Here is one side of the controversy that plan has generated: Loggers like Galen Hamilton are outraged. They think that the forest fires now burning up the West are connected to policies like the roadless initiative, to what might be called the sentimental neglect of forests the failure to manage them properly, to thin the woods, clear the deadfall, and diminish the dense fuel that burns apocalyptically hot when fire does come.
"This is the worst time NOT to manage our forests," says Galen Hamilton. "Management" (according to the loggers, anyway) means intelligent logging, culling out dead and dying trees and always regenerating the forest, a process that can be accomplished within 12 or 15 years. It means, they say, attacking bark beetle and spruce budworm and other diseases. It means prescribed that is, carefully controlled burns to clear off choking, potentially hot-burning undergrowth.
Foresters at Boise Cascade in Horseshoe Bend state the case with scientific elaboration. The argument is self-serving, but not necessarily wrong. Dave Van De Graaff, who oversees 195,000 acres as region timberlands manager for Boise Cascade, gives an hour's dissertation on the hazards of mismanaged forest, and argues, "By saying you cannot build roads, they are saying, Let it burn. A lot of the West has too much fuel. It'll burn. We believe the industry is not the problem but a big part of the solution."

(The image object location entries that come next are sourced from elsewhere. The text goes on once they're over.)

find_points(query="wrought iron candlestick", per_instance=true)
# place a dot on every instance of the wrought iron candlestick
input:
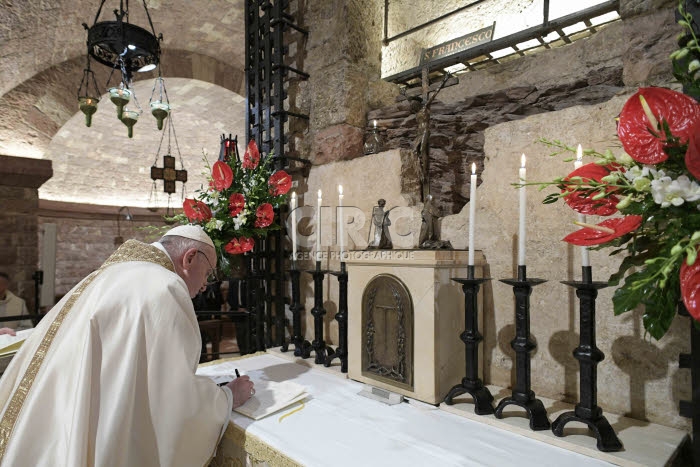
(522, 395)
(302, 347)
(471, 383)
(588, 355)
(341, 352)
(318, 344)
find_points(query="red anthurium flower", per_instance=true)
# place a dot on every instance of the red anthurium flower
(584, 202)
(690, 288)
(589, 236)
(222, 175)
(692, 157)
(264, 215)
(641, 140)
(196, 211)
(251, 158)
(239, 245)
(280, 182)
(236, 203)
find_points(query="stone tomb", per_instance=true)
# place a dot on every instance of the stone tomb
(407, 345)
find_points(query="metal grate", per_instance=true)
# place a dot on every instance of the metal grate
(267, 77)
(548, 35)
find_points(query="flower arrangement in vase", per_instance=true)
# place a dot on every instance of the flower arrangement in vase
(238, 206)
(649, 195)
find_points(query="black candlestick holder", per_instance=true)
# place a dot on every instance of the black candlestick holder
(302, 347)
(341, 352)
(588, 355)
(318, 345)
(522, 395)
(471, 383)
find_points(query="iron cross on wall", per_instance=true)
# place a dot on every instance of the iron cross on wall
(168, 174)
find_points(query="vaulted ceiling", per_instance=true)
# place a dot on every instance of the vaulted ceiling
(42, 56)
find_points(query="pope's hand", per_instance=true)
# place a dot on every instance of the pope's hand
(242, 389)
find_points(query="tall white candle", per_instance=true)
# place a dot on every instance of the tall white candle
(585, 260)
(318, 227)
(341, 221)
(523, 203)
(472, 213)
(293, 206)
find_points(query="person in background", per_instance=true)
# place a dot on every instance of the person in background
(11, 305)
(108, 375)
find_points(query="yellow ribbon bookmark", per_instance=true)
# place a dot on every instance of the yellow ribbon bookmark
(293, 411)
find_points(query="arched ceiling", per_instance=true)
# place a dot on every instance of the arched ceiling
(101, 165)
(35, 36)
(42, 54)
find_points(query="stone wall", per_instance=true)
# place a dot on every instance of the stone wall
(87, 234)
(20, 179)
(572, 93)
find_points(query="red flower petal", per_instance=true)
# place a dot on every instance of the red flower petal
(251, 158)
(280, 182)
(583, 202)
(222, 175)
(239, 245)
(692, 157)
(681, 112)
(588, 236)
(265, 215)
(196, 211)
(690, 288)
(236, 203)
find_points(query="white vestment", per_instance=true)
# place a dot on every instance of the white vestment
(107, 378)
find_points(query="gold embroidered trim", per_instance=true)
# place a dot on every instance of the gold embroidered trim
(257, 449)
(9, 418)
(231, 359)
(132, 250)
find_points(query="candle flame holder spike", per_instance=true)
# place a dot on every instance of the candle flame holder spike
(341, 352)
(522, 395)
(589, 355)
(471, 383)
(318, 345)
(302, 347)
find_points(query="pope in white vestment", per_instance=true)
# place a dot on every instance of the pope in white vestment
(107, 378)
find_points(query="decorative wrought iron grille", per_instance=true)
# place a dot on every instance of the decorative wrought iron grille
(268, 74)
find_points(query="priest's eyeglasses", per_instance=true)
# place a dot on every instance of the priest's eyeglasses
(212, 278)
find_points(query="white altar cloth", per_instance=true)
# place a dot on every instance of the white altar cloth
(337, 427)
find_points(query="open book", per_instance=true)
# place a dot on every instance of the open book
(9, 345)
(271, 397)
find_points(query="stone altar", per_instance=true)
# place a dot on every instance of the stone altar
(438, 316)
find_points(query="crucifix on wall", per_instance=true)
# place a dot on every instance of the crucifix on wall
(420, 104)
(169, 174)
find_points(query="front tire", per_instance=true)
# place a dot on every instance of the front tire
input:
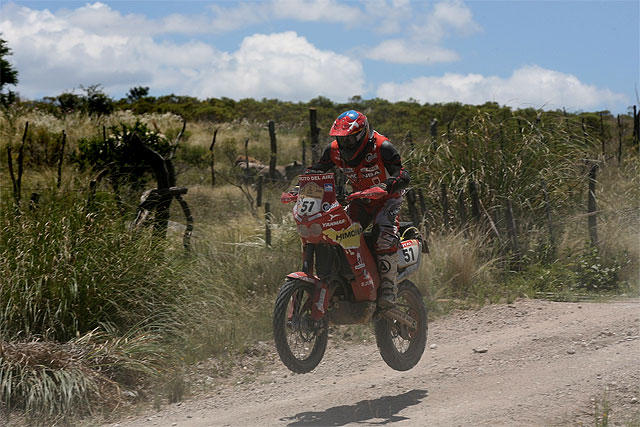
(300, 341)
(401, 347)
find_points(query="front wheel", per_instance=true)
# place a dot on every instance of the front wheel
(300, 341)
(400, 346)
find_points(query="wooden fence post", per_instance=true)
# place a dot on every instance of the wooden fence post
(92, 194)
(445, 205)
(475, 200)
(273, 161)
(433, 130)
(408, 137)
(267, 222)
(315, 135)
(64, 141)
(462, 212)
(547, 204)
(592, 206)
(304, 153)
(246, 160)
(511, 228)
(636, 127)
(213, 158)
(259, 195)
(602, 138)
(17, 181)
(619, 140)
(413, 212)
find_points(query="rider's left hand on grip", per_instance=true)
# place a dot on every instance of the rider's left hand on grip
(369, 193)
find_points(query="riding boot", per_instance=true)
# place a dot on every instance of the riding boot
(388, 268)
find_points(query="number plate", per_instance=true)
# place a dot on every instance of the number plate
(409, 253)
(308, 206)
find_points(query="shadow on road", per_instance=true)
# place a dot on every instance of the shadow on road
(385, 408)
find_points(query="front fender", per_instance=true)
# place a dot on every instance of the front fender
(301, 275)
(320, 294)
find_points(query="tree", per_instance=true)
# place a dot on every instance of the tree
(8, 76)
(97, 101)
(137, 93)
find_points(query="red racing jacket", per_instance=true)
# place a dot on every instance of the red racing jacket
(379, 163)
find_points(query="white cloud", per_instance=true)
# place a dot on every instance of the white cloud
(285, 66)
(425, 33)
(55, 53)
(316, 10)
(528, 86)
(448, 17)
(401, 51)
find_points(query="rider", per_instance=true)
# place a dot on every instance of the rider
(368, 159)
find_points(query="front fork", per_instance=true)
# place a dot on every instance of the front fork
(321, 295)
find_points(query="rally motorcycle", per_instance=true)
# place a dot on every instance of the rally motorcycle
(339, 281)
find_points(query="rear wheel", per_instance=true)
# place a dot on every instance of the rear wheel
(300, 341)
(400, 346)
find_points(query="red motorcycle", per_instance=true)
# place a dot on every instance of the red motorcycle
(339, 281)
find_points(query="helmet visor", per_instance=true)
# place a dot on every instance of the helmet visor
(349, 142)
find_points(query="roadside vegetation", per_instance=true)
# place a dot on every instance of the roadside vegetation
(93, 312)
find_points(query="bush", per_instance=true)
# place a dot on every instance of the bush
(67, 271)
(120, 152)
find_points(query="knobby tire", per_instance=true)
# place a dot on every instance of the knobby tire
(297, 292)
(387, 332)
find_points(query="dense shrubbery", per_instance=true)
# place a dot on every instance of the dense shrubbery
(119, 152)
(75, 274)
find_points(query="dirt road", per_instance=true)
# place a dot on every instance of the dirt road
(531, 363)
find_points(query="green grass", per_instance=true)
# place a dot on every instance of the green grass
(122, 310)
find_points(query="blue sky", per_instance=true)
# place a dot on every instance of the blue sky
(577, 55)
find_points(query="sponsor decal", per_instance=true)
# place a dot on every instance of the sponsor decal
(360, 264)
(311, 189)
(370, 175)
(347, 238)
(373, 168)
(309, 178)
(384, 266)
(411, 242)
(332, 223)
(320, 304)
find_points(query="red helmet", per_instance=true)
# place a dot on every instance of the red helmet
(352, 131)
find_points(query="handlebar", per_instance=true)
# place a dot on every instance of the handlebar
(372, 193)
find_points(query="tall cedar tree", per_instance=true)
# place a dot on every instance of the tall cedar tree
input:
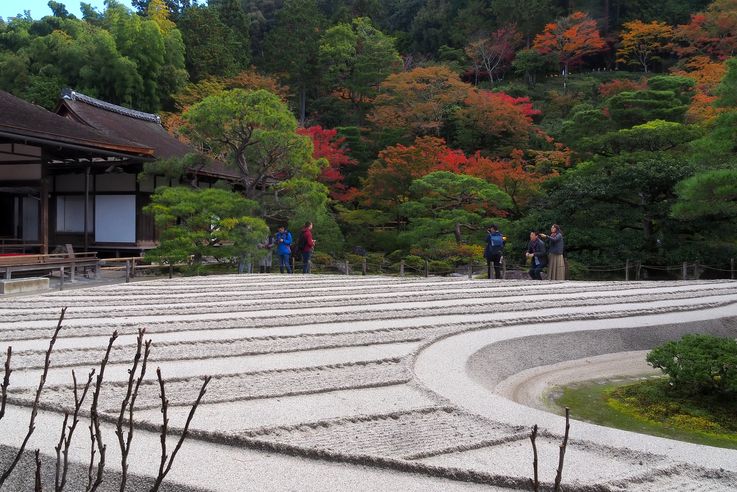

But, Van De Graaff sighs, "We live in a sound-bite culture. 'Logging is bad.'" To the contrary, Van De Graaff believes, logging is forestry.
Galen Hamilton and others think that the Clinton roadless plan emanates from a mentality of simple-minded authoritarianism. Washington, they say, is dismissive of the informed views of the people who actually live on the land, and whose lives are most directly affected: whose school budgets are devastated and whose towns are likely to be closed down by the romantic, clueless environmentalism of elitist urbanites and ignorant pantheists.
The author Wallace Stegner wrote: "The remaining Western wilderness is the geography of hope." Right now, it is the geography of tinder. What's the best way to save it?